UNOCA : un Gabonais aux commandes de l’Afrique centrale | Gabonreview.com | Actualité du Gabon |
La fin du mandat d’Abdou Abarry à la tête de l’UNOCA ouvre une période de transition à Libreville. Le Secrétaire général des Nations Unies a confié l’intérim à Parfait Onanga-Anyanga, diplomate gabonais au profil singulier, déjà en poste auprès de l’Union africaine. Une nomination qui dit autant sur les équilibres diplomatiques régionaux que sur les défis sécuritaires persistants en Afrique centrale.

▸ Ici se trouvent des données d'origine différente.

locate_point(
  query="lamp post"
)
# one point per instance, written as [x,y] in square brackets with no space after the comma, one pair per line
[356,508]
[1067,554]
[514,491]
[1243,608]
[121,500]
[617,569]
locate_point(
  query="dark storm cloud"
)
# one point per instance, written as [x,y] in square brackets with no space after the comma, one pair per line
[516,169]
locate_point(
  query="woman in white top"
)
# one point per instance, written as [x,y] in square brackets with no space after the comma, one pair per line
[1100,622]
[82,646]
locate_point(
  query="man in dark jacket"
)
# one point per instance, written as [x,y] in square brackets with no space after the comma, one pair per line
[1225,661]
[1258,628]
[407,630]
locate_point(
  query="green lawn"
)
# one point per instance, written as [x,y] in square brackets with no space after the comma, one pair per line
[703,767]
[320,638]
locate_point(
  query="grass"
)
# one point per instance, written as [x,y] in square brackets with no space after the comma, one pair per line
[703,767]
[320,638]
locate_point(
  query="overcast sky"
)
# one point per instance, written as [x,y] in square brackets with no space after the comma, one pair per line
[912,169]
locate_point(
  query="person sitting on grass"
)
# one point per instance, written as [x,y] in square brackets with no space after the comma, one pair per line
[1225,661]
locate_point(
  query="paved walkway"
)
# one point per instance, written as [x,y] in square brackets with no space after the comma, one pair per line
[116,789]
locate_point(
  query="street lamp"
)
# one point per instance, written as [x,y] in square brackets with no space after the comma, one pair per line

Parfait Onanga-Anyanga, Représentant spécial du Secrétaire général de l’ONU auprès de l’Union africaine et Chef de l’UNOAU, a été désigné Administrateur par intérim du Bureau régional des Nations Unies pour l’Afrique centrale (UNOCA). © D.R.
Parfait Onanga-Anyanga, Représentant spécial du Secrétaire général de l’ONU auprès de l’Union africaine et Chef de l’UNOAU, a été désigné Administrateur par intérim du Bureau régional des Nations Unies pour l’Afrique centrale (UNOCA), dont le siège est établi à Libreville. L’annonce a été faite via le compte officiel X de l’organisation, @UNOCA_NEWS.
Cette nomination fait suite à la fin du mandat d’Abdou Abarry, qui dirigeait l’UNOCA depuis plusieurs années, orientant les efforts de l’institution vers la consolidation de la paix et de la sécurité dans les onze pays de sa zone de compétence les six États membres de la CEMAC auxquels s’ajoutent le Rwanda, le Burundi, São Tomé-et-Príncipe, ainsi que la République démocratique du Congo.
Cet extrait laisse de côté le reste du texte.